The famous and elusive Ghost Orchid was the subject of a crime and a subsequent book, The orchid thief, and a movie, Adaptation. Butcher has his own dramatic story of venturing out to capture the flower. In 1999, he and a friend left in the dark at 4:30 a.m. He didn’t take a flashlight and stepped on a water moccasin. He said it was as if a hammer had hit him in the heel. As he made his way to the hospital, he decided that because he wasn’t feeling too bad he could change the route and take the picture. He thinks he had a dry bite or that venom was removed during the hours he was in the water.
The triptych depicts the same plant flower in 2000 and 2001. Butcher explained that plants die when pollinated.
“The 8×10 camera 20:58”
Another highlight of the exhibit is Butcher’s 8ft by 10ft camera he used in the field. Now he calls it a “dumb” camera. The film measures 12 feet by 20 feet. The camera without a lens weighs 45 pounds. The lens weighs 5 pounds and the film holders 30 pounds. The tripod is 15 to 20 pounds. In order to print such large format photos, Butcher had to design his own equipment.
Butcher suffered a stroke in 2017 and now uses a digital camera to capture his stunning images. Using a walker at 79, he still returns to his beloved Everglades, despite being on his third rollator due to the severe effects of salt water on the bearings.

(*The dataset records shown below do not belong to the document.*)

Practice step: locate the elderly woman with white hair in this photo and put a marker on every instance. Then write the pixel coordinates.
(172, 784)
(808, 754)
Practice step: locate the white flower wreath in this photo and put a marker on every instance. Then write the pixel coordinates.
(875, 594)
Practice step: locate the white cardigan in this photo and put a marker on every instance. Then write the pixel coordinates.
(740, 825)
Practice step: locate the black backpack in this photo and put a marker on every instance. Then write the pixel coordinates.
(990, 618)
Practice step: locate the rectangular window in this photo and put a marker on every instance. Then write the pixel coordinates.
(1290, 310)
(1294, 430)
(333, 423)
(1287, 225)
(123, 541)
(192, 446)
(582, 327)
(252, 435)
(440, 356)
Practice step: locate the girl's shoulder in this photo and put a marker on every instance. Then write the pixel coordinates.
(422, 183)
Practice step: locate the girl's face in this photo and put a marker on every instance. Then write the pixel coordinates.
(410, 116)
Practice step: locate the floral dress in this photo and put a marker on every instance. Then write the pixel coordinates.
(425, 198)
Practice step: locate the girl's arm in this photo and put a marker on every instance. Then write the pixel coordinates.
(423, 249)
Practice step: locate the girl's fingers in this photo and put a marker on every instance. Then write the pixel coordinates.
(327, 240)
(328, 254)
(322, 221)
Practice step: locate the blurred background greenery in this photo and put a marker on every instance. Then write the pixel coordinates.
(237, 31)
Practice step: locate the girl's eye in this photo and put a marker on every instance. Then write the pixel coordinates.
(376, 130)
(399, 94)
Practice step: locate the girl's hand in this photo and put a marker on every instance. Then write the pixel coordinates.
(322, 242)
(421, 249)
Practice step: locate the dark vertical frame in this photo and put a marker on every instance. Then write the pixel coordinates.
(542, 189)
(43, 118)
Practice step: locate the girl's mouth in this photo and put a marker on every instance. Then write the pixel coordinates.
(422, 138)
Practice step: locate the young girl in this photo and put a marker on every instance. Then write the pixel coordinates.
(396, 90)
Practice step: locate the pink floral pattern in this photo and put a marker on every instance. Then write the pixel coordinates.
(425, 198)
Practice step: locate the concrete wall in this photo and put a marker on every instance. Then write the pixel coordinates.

He said he’s taking more photos than ever and believes people with similar conditions should get out there and be active.
âNature is one of those things that really helps you heal,â he said. âIt doesn’t matter who you are. There is no politics involved.
If you are going to
The “America’s Everglades” exhibit runs until May 31. Free. Main branch of the Clearwater Public Library. 100 N avenue Osceola 727-562-4970. myclearwaterlibrary.com.